I have a high level of tolerance when it comes to art-house type of movies but “Ploy” seems to be out of my league.  I don’t mind those long minutes of waiting for something to happen like that one foreign film with a boy and an old man watching the sunset, in real time.  So long as there is a reward in some forms after the wait.  Maybe it’s a subtle theme, maybe it’s to communicate a certain emotion, or maybe it’s just beautiful to watch.  Without rewards, I feel stupid spending time watching an art-house clip.

Some clips from “Ploy” are pretty brilliant.  I like the conversation between the husband (owner of a restaurant in US) and his wife (an ex-actress from Thailand) on why after 7 or 8 years of marriage, the guy doesn’t say “I love you” anymore.  And the subsequent conversation on the same topic with the husband and a little 19 years old girl (called Ploy whom they met in wee hours at a hotel bar).  The mixture of real and unreal clips within the movie at times adds interesting twists.  Some one-liners are bizarrely wicked.  Like before a date rape, the guy said [to the unconscious girl in bed], “Don’t worry, I will use a condom.”  Huh?!  Where does that come from?  We all chuckled.  And we chuckled when one of the actresses suddenly turned the film into a musical (pretty much like a French art-house movie).

Most clips are slow and excruciatingly painful to watch.  No, the sex scene between the bizarre side story of a bartender and a hotel maid is not at all sexy, way off the chart, and doesn’t contribute much to the main story.  It’s a shame though.  If the storyline was to be tighter and unfold a certain cohesive theme, that would have worked better.  During the interview, the director Pen-Ek Ratanaruang mentioned that the 12-hour long shooting on the sex scene was no fun to make.  I read that those sex scenes in “Lust, Caution” were hard to make too (took days).  But Ang Lee has made the scenes beautiful to watch, non-pornographic, and meaningful to the storyline.  If there was one suggestion I could offer to the “Ploy” team on those scenes, dim the light please.  OK make it two, change the casting.

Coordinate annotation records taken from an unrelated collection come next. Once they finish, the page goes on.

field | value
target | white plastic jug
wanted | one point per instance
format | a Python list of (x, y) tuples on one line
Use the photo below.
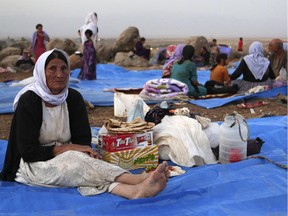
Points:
[(234, 133)]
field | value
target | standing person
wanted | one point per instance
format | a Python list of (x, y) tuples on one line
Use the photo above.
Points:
[(39, 39), (204, 58), (185, 71), (88, 69), (255, 68), (219, 72), (214, 50), (50, 140), (278, 57), (91, 23), (141, 50), (240, 44), (24, 62), (176, 56)]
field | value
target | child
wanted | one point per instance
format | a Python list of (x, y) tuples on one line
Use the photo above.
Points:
[(220, 82)]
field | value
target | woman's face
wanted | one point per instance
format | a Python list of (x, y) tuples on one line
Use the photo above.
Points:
[(57, 74)]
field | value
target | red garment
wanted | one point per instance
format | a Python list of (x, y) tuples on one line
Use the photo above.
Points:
[(39, 46), (240, 45)]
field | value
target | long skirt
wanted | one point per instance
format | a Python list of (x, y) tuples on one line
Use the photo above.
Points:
[(244, 86), (70, 169)]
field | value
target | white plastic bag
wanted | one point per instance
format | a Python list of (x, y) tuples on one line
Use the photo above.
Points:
[(123, 103)]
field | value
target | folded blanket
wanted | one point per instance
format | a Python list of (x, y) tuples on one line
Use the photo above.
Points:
[(182, 140), (163, 88)]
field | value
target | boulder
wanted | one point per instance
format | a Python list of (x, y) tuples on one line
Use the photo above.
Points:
[(197, 43), (104, 53), (67, 45), (126, 40)]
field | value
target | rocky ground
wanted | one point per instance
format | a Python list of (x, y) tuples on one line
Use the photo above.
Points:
[(276, 106)]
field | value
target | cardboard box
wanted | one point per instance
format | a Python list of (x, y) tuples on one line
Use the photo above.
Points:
[(120, 142), (136, 158)]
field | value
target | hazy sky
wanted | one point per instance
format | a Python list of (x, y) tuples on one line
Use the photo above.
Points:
[(153, 18)]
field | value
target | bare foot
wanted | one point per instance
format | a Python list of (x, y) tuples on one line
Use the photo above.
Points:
[(155, 182)]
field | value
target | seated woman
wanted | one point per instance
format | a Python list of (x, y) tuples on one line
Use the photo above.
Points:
[(220, 82), (50, 139), (204, 58), (185, 71), (176, 56), (140, 50), (255, 68)]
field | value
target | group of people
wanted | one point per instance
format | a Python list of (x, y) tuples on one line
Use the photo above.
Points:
[(50, 140), (89, 36), (50, 136), (255, 69)]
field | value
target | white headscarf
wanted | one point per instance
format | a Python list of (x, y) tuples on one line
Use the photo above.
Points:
[(256, 61), (40, 86), (90, 23)]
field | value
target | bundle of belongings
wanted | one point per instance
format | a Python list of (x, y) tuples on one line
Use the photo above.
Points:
[(188, 139), (166, 133)]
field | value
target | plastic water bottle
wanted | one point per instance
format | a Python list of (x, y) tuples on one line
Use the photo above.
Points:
[(234, 133)]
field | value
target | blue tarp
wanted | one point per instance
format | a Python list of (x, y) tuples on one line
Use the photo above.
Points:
[(249, 187), (111, 76)]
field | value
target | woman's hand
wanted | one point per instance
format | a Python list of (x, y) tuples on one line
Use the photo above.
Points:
[(81, 148)]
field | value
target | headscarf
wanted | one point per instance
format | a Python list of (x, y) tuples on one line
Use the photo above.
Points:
[(256, 61), (176, 55), (90, 23), (40, 86)]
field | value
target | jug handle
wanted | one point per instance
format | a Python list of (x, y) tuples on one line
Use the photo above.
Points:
[(234, 114)]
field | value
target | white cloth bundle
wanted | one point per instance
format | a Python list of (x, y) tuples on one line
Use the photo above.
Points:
[(182, 140)]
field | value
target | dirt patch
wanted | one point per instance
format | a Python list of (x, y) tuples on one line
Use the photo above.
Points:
[(276, 106)]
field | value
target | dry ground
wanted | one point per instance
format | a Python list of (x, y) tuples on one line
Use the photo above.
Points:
[(274, 107)]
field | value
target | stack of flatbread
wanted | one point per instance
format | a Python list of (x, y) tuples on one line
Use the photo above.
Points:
[(137, 125)]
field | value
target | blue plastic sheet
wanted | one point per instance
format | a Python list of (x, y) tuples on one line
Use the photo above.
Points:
[(111, 76), (249, 187)]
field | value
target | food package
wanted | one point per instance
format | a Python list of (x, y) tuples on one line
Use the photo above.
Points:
[(119, 142), (141, 157)]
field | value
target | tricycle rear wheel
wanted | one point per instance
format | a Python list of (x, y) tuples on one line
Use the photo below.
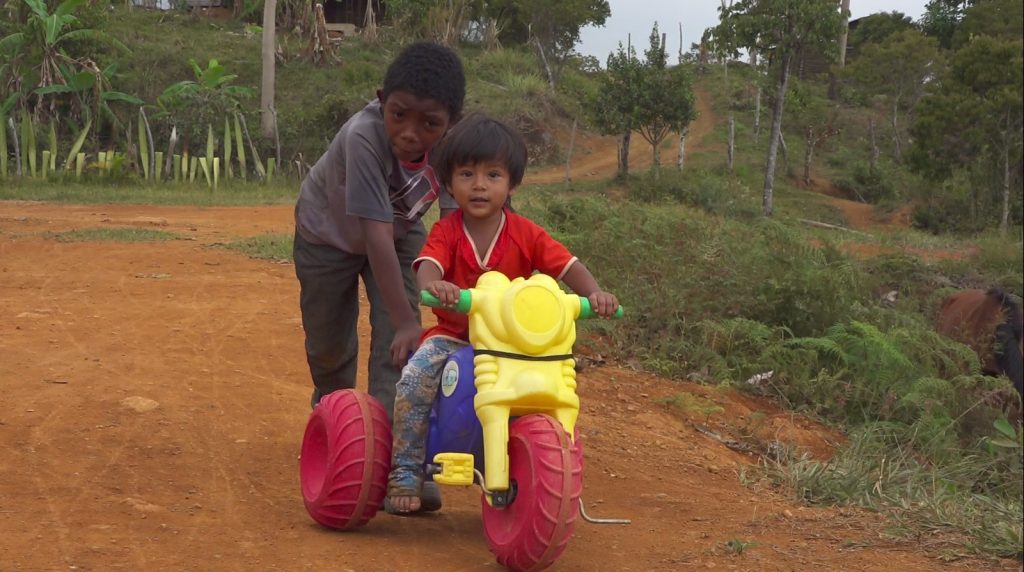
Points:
[(346, 455), (546, 469)]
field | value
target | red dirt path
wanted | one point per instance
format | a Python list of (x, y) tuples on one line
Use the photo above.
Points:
[(154, 396)]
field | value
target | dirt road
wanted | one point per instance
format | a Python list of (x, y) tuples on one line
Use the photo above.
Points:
[(154, 396)]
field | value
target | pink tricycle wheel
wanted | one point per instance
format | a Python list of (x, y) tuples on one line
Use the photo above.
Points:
[(346, 455), (546, 468)]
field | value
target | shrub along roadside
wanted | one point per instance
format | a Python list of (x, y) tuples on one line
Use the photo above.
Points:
[(722, 301)]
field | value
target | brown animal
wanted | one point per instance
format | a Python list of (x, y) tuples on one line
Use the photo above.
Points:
[(991, 323)]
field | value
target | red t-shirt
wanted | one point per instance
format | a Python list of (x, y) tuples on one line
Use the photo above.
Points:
[(519, 249)]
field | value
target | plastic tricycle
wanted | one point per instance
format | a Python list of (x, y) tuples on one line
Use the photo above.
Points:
[(518, 378)]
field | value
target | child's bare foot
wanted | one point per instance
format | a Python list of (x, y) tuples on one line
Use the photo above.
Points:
[(404, 503)]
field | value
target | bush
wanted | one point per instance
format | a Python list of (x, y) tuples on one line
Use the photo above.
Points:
[(870, 185)]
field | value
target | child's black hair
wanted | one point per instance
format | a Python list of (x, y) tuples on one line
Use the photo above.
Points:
[(479, 138), (427, 71)]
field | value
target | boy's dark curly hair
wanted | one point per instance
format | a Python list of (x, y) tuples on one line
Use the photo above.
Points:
[(428, 71), (479, 138)]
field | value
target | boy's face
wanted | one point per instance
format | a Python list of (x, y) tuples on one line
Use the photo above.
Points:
[(481, 189), (414, 125)]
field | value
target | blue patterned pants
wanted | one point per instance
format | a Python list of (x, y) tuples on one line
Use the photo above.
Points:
[(416, 393)]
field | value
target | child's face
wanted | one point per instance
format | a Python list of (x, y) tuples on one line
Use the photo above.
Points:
[(414, 125), (481, 189)]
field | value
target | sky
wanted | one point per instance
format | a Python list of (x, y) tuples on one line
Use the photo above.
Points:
[(637, 17)]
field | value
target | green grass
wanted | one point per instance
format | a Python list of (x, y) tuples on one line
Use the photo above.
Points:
[(98, 191), (954, 504), (121, 234), (265, 247)]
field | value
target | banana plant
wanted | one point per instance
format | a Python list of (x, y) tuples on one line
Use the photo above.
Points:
[(5, 108), (46, 36)]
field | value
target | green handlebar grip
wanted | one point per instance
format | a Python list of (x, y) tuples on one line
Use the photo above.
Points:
[(465, 301), (587, 312)]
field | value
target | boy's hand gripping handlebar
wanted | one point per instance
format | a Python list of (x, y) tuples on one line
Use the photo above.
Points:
[(466, 301)]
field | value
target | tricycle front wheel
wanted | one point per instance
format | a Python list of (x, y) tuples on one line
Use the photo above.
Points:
[(346, 455), (546, 469)]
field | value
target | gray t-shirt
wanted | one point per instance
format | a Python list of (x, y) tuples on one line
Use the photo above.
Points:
[(359, 177)]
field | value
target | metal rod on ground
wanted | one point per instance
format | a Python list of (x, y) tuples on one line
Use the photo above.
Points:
[(568, 156), (589, 519)]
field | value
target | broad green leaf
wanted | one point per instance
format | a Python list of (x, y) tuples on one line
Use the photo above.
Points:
[(68, 6), (1005, 429), (12, 43), (38, 7), (51, 26), (79, 141), (55, 88), (120, 96)]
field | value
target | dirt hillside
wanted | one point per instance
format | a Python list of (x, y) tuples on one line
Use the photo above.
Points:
[(155, 396)]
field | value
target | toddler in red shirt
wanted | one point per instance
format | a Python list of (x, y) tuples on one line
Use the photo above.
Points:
[(481, 162)]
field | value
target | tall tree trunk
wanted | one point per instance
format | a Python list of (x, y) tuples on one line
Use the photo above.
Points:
[(624, 154), (808, 156), (875, 146), (757, 115), (682, 147), (730, 149), (568, 155), (844, 35), (1005, 221), (776, 132), (898, 149), (266, 85), (732, 141), (544, 61)]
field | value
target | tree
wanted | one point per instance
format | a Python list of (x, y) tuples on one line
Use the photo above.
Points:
[(876, 28), (972, 119), (42, 43), (779, 29), (614, 103), (897, 69), (942, 17), (814, 118), (269, 53), (554, 28), (998, 18), (666, 97)]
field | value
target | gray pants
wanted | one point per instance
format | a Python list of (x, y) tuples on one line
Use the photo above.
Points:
[(330, 303)]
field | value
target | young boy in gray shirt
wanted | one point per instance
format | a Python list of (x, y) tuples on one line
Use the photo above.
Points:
[(358, 216)]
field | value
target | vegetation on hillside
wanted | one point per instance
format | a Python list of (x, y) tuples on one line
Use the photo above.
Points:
[(923, 117)]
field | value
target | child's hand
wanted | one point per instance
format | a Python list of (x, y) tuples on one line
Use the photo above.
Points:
[(446, 293), (407, 340), (603, 303)]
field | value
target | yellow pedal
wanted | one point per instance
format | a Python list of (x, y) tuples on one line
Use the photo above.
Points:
[(457, 469)]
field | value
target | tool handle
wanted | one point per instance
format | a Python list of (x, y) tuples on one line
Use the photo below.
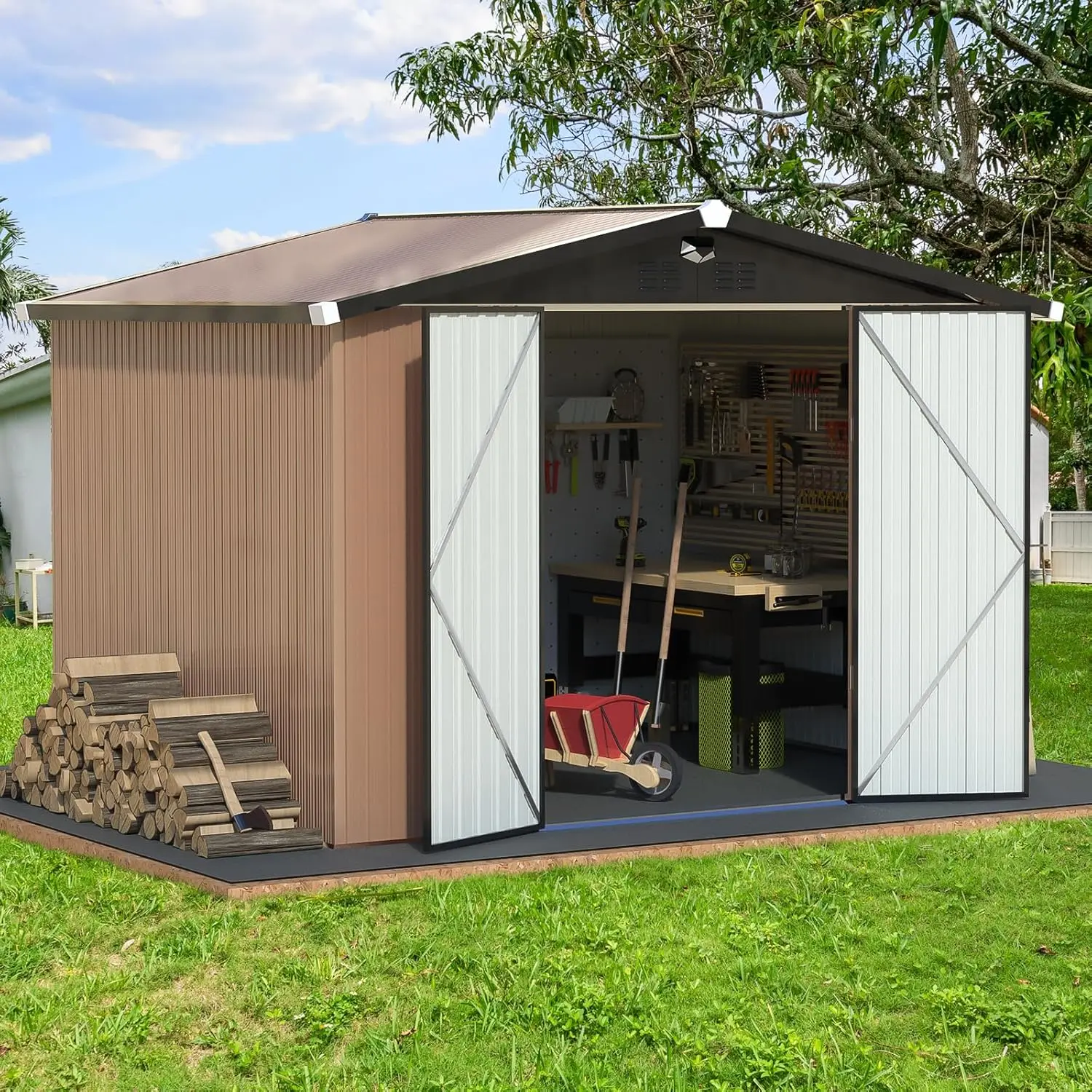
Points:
[(231, 799), (673, 571), (627, 583)]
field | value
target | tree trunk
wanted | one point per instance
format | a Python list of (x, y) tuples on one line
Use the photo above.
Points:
[(1080, 480)]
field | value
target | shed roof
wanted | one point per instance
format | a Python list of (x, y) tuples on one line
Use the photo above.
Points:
[(384, 260)]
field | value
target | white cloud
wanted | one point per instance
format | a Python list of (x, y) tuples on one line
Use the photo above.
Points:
[(15, 149), (229, 238), (170, 76)]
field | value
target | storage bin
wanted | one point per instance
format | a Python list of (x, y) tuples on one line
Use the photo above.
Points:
[(720, 747)]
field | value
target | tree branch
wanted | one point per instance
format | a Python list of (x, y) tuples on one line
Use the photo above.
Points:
[(1050, 68)]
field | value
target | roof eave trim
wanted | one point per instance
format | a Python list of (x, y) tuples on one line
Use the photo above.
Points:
[(105, 310), (530, 261), (886, 266)]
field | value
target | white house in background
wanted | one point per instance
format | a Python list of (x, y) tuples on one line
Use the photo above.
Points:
[(25, 491), (1039, 499)]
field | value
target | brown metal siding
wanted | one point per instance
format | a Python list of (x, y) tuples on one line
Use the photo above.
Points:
[(377, 541), (191, 499)]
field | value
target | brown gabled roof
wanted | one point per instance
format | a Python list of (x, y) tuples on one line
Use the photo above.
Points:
[(382, 261), (363, 258)]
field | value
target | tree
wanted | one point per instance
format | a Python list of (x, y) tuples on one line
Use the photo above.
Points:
[(17, 285), (952, 132), (1061, 364)]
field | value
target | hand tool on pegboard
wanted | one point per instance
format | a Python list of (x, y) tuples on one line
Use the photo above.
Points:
[(600, 465), (770, 456), (553, 463), (688, 416), (622, 489), (635, 458), (705, 386), (665, 631)]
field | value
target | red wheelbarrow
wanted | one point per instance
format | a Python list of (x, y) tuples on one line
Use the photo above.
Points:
[(601, 733)]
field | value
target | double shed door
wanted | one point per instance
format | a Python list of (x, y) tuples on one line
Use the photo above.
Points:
[(938, 660)]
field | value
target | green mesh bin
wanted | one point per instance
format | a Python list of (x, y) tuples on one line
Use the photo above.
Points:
[(719, 748)]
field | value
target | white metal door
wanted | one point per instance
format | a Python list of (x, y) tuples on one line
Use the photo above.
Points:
[(485, 683), (941, 705)]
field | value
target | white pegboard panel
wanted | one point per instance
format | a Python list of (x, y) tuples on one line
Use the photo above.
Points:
[(805, 648), (580, 528)]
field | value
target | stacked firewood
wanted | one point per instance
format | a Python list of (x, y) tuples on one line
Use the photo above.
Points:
[(117, 745)]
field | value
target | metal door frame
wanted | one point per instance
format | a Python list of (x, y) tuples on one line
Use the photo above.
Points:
[(427, 577), (853, 727)]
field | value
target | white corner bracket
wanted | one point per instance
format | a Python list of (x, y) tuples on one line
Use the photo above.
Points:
[(714, 213), (323, 314)]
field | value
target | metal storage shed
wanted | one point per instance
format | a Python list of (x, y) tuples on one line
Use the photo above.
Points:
[(314, 467)]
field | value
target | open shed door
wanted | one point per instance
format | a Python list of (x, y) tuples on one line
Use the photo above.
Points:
[(484, 716), (941, 518)]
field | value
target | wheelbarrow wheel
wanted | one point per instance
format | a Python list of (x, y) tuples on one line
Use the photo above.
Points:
[(668, 766)]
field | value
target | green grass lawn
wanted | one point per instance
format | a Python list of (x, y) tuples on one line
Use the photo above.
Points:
[(954, 962)]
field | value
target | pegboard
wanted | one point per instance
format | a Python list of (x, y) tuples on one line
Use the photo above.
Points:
[(580, 529), (826, 463)]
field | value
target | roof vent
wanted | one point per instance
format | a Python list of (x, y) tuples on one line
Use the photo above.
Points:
[(657, 277), (735, 277)]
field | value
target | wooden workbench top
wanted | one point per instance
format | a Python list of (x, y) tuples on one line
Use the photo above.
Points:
[(707, 578)]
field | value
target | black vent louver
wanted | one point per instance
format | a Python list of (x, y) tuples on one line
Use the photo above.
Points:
[(735, 277)]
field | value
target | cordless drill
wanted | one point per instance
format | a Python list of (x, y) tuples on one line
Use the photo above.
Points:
[(622, 524)]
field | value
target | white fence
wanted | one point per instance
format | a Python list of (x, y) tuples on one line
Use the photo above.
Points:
[(1068, 542)]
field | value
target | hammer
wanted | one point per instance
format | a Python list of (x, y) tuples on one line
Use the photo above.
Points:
[(256, 819)]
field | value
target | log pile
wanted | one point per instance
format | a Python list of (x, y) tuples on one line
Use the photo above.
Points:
[(117, 745)]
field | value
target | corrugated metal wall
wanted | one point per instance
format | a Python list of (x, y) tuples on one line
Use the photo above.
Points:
[(378, 622), (484, 480), (941, 651), (191, 470)]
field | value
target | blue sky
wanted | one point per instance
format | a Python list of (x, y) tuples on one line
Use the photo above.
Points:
[(135, 132)]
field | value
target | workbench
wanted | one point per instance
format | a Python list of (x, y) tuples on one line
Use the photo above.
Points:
[(708, 600)]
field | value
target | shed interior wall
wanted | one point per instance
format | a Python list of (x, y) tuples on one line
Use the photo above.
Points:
[(191, 500), (582, 352)]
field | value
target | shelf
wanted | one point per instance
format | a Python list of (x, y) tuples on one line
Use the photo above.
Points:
[(604, 426)]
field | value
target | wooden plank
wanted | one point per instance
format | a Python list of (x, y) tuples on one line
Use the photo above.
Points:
[(227, 828), (106, 687), (242, 771), (44, 716), (181, 756), (250, 793), (202, 707), (81, 668), (190, 819), (223, 727), (259, 841)]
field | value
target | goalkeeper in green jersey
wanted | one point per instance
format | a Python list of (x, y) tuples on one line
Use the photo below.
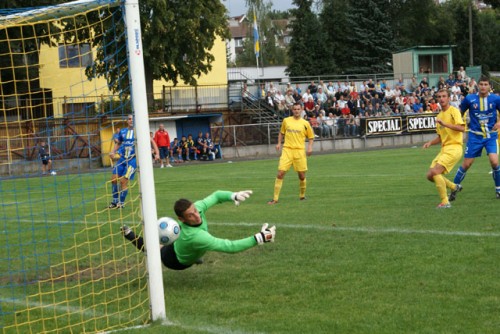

The young girl, Apinya Sakuljaroensuk, who plays the character Ploy is perhaps one of the few rewards I can take home with.  The filmmakers should have exploited this advantage much more.  The film does leave me pondering on what is real, what is not.  And for better or worse, from a country that is famous in making horror and action movies, an art-house Thai film that was premiered at the 2007 Cannes Film Festival could be special to some.  It’s just not my cup of tea.